Givanni Damico | May 24th, 2019
This may seem like a weird player to take a closer look at since he won the National League MVP award last season, but we will look back at 2018 as well as this year to see what changed for Christian Yelich to make himself into the superstar that he is today.
Christian Yelich was never a bad player. He has always had all the tools, but it was just a matter of him putting it all together. In 2017, his last year with the Miami Marlins, Yelich slashed .282/.369/.439 with 18 home runs and 81 RBIs. He also swiped 16 bags. These are great stats, but clearly not good enough for the Marlins who are in the middle of a rebuild. For those who don’t know, the Marlins received OF Lewis Brinson, OF Monte Harrison, 2B Isan Diaz, and RHP Jordan Yamamoto in return. At the time, Brinson seemed like he would have a great future in the MLB, but after hitting .197 last season, there was a lot of doubt in that. This year, he is only hitting .197, so it’s been a rough start for his young career. The other three guys will take some time to get up to the big leagues, but right now, the trade does not look like it was worth it.

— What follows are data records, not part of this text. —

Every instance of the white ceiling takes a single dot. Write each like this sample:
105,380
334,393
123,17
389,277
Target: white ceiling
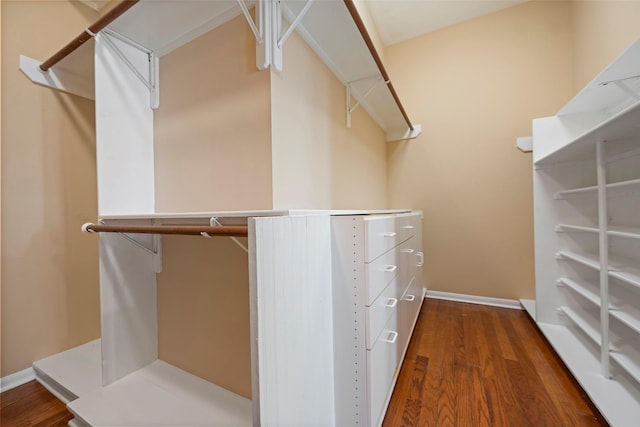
399,20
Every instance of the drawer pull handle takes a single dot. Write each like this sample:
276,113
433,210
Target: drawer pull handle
391,338
391,302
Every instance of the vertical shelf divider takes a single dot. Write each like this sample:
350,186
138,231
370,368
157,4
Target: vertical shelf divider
604,257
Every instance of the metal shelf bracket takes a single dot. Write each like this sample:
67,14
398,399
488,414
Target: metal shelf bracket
152,80
350,108
277,39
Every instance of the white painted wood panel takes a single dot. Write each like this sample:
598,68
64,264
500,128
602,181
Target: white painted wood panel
380,236
124,132
380,272
162,395
382,362
385,306
291,281
128,305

In 2017, Yelich hit the ball hard 35.2% of the time and made medium contact 48.8% of the time. He had a line drive rate of 19.4% and a ground ball rate of 55.4%. Let’s compare him to his former teammate, Marcell Ozuna, in the same season. Ozuna hit the ball hard 39.1% of the time and made medium contact 42.7% of the time. Ozuna had a ground ball rate of 47.1% and a line drive rate of 19.3%. Both of these players had average seasons, so the point of this comparison was to show that Yelich did everything at a very average rate in 2017.

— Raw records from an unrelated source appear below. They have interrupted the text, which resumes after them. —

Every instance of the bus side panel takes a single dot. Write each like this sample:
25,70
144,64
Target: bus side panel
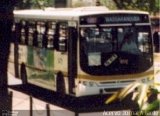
40,67
11,61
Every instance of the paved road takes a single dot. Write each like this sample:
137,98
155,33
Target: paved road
58,105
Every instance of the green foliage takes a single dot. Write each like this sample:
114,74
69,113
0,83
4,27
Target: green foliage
144,94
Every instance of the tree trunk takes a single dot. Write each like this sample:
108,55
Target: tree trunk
6,19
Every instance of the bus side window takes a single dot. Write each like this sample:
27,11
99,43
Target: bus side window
45,36
26,33
60,37
18,28
35,36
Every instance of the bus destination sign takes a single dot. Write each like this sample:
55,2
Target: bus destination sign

2018 was a whole different animal. Sometimes, it’s just a change in the environment that a player needs to break out. Maybe Yelich realized that now that he wasn’t on a bad team, he could really play for a World Series so he just turned it on. Yelich hit line drives at a higher rate (24.7%), but the key to his success was clearly something else. He brought his hard-hit rate up from 35.2% in 2017 to 47.6% in 2018. Hitting the ball harder equals more power which was the case for Yelich. He doubled his home run total from 2017 by hitting 36 home runs in 2018 while simultaneously bringing his batting average up by 42 points. Yelich actually had a slightly lower contact % in 2018 than he did in 2017 because he was swinging at more pitches outside of the strike zone, but this did not affect his game in any sort of negative way. In fact, his ability to hit balls outside of the strike zone made him much more of a problem for opposing pitchers because they have no idea what to throw him.
Yelich’s 2019 has been even more impressive than his 2018 MVP campaign thus far. He already has more than half of the number of home runs that he hit last season in just 44 games. If he keeps the same pace, then he will hit 70 home runs this season. Will he hit 70 home runs? Highly doubtful, but the fact that he is anywhere near this pace after not being recognized as a power hitter until last season is very impressive. He’s managed to bring his hard-hit rate up even more, from 47.6% to 55.6% so far this season. He is hitting the ball hard twenty percent more than he was two years ago. That is insane progress. He’s also on pace for a career high in stolen bases. His OPS sits at 1.172 after ending last year at an even 1.000 and ending 2017 with a .807 OPS. I’m not sure how sustainable his .408 ISO is (Isolated Power, measures a hitter’s raw power, very unreliable stat), but he’s shown his ability to be a five-tool player and an MVP. Will he go back-to-back as MVP? I guess it depends on how two of our future deep dive subjects, Josh Bell and Cody Bellinger, perform throughout the rest of 2019.